The inertial sensors 1.2.8.4 may comprise sensors for measuring the motion, position, and orientation of the humanoid robot 1 relative to the environment for purposes of navigation, stabilization, and interaction with the environment and surroundings. For example, the inertial sensors 1.2.8.4 can include one or more accelerometers (e.g., to measure acceleration forces in one or more directions for use in determining changes in velocity and orientation), gyroscopes (e.g., to measure angular velocity for use in tracking rotational movement and maintaining balance), IMUs (e.g., combining the accelerometers and gyroscopes for use in providing comprehensive motion and orientation data), and Global Positioning System (GPS) receivers (e.g., to provide location data based on satellite signals, for use in outdoor navigation and positioning).

The vision sensors 1.2.8.6 may comprise sensors for capturing visual data, including cameras (e.g., red-green-blue (RGB) standard color cameras, grayscale monocular cameras, and stereo cameras (e.g., to capture depth perception)), depth cameras (e.g., depth cameras using technologies such as structured light or time-of-flight to measure distance to objects, Azure® Kinect® depth camera, Intel® RealSense® depth camera, etc.), LIDAR (Light Detection and Ranging) sensors (e.g., to measure distance to objects by emitting laser pulses, analyze the reflections, and provide detailed 2D or 3D maps of the environment), radar (e.g., to detect objects via radio waves and measure distance and speed for use in various applications including navigation and obstacle detection).

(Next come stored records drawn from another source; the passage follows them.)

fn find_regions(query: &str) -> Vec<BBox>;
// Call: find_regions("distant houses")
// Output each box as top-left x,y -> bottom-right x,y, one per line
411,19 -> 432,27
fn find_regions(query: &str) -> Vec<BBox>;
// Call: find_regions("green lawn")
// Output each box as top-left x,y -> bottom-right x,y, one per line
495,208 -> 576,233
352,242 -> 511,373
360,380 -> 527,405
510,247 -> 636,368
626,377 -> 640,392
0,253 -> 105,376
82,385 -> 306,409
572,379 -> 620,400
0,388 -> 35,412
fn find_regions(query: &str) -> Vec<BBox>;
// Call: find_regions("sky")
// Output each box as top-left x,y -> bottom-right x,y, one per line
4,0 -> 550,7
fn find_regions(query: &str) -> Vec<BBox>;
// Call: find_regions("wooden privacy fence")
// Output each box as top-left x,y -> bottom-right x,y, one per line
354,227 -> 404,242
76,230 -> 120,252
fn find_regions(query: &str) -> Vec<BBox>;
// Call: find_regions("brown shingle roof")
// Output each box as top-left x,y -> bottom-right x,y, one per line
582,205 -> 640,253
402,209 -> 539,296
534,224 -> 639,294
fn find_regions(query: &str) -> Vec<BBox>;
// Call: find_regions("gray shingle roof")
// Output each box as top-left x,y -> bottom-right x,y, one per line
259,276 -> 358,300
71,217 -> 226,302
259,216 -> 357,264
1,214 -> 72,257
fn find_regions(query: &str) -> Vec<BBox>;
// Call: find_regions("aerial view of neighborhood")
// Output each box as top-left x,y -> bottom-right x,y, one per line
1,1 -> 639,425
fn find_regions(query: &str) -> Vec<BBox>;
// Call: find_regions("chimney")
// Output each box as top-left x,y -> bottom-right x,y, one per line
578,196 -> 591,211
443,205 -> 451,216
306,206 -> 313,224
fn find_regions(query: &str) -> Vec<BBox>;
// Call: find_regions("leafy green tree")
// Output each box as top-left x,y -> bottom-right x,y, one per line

Vision sensors 1.2.8.6 may also include event-based cameras, which report changes in pixel intensity rather than full frames, offering advantages in speed and data efficiency for dynamic scenes. Examples of said vision sensors 1.2.8.6 include the cameras 108.2.2 and 108.2.4 contained in the head 10.1 of the robot 1.

The auditory sensors 1.2.8.8 may comprise sensors for capturing audio data, including microphones (e.g., to capture audio signals for voice recognition, environmental noise detection, or communication), ultrasonic transducers (e.g., to capture distance measurement and obstacle detection through high-frequency sound waves), spatial audio sensors such as microphone arrays and direction of arrival sensors (e.g., to capture sound from different locations to determine the direction and distance of sound sources for 3D positioning). Auditory sensors 1.2.8.8 could also include specialized acoustic sensors for detecting specific sound patterns, such as the sound of failing machinery or distress calls, further enhancing the robot's environmental awareness.

The touch sensors 1.2.8.10 may comprise sensors for detecting physical contact or pressure applied to the surface of the humanoid robot 1, e.g., to enable tactile feedback, safety and collision avoidance, object handling and manipulation, and interaction with the environment and surroundings. Example touch sensors 1.2.8.10 may include pressure sensors to measure an amount of pressure applied to a surface by the humanoid robot 1, such as capacitive sensors (e.g., to detect touch or proximity through changes in capacitance), resistive sensors (e.g., to detect pressure or touch by measuring changes in resistance), piezoelectric sensors (e.g., to generate an electrical charge in response to mechanical stress or pressure and detect vibrations or impact), force-sensitive resistors (e.g., to change resistance based on the amount of applied force), and optical touch sensors (e.g., to use light beams or infrared to detect touches or proximity). Alternative touch sensors 1.2.8.10 may involve artificial skin technologies that provide a more distributed and nuanced sense of touch, capable of detecting not only contact but also shear forces and temperature changes on the robot's surfaces.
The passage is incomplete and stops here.